German Chancellor Angela Merkel and European Commission President Ursula von der Leyen also promised greater funding for COVAX, with Berlin set to increase its contribution by €1.5 billion.
"It's clear that the G7 summit is once again giving multilateralism a chance," said Merkel said after the virtual conference, adding that the Biden administration would lend further momentum to multilateral initiatives. "For me, that is very satisfying."
The European Commission, meanwhile, promised to double its contribution to €1 billion. But the WHO has warned that it is still far from reaching its funding target, and is hoping wealthy nations will pledge further financial support.
COVAX is aiming to purchase 2 billion vaccine doses for 92 low- and middle-income economies by the end of the year, and intends to make its first vaccine deliveries in the coming days. The goal is to inoculate at least 20% of national populations, with high-risk groups and medical staff taking priority.
WHO head Tedros Adhanom Ghebreyesus has urged richer countries, which so far have secured the lion's share of vaccine doses, to donate their surplus supplies to poorer nations and ensure equal access to inoculations. Tedros also criticized China and Russia for disregarding the COVAX program and distributing vaccines throughout Africa and Latin America, in an attempt to score political points.

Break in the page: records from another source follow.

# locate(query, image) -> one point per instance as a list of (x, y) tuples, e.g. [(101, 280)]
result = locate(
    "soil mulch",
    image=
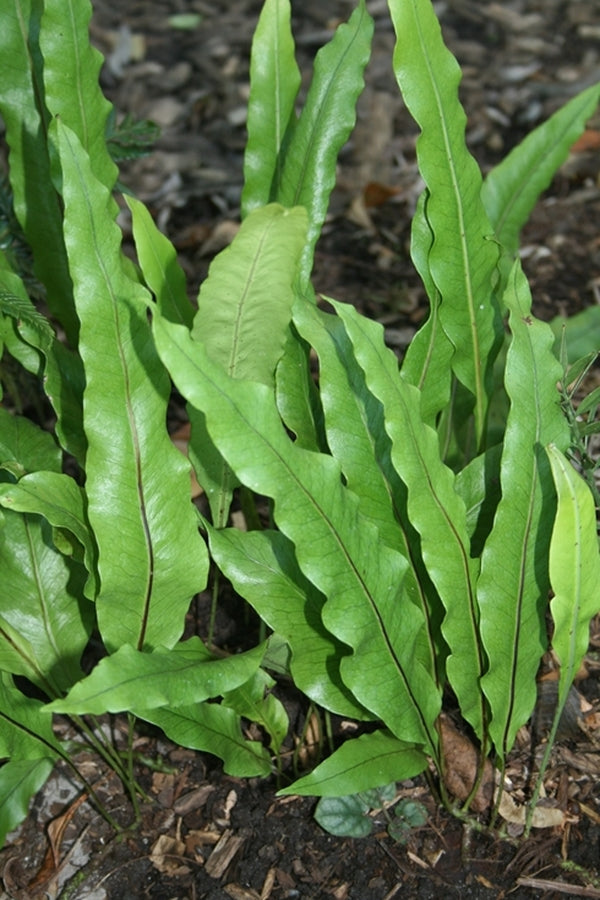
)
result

Speaking at the virtual conference, French President Emmanuel Macron suggested 4 to 5% of vaccine doses acquired by the EU could be donated to needy nations. Merkel also signaled an openness to the idea, yet said no concrete time frame had been agreed. She insisted that Germany's vaccination drive would continue as planned.
To date, the EU has acquired around 2.8 billion vaccine doses from six different pharmaceutical companies — more doses than COVAX plans to distribute to the world's poorest 92 nations.
EU Commission spokesperson Eric Mamer stressed that receiving and distributing vaccine doses in Europe were the key concerns at this stage; European citizens would likely have little sympathy for vaccines being donated to non-EU countries at this time. Biden and British Prime Minister Boris Johnson also reiterated that vaccinating their own citizens remained at the top of the agenda.
This article has been translated from German.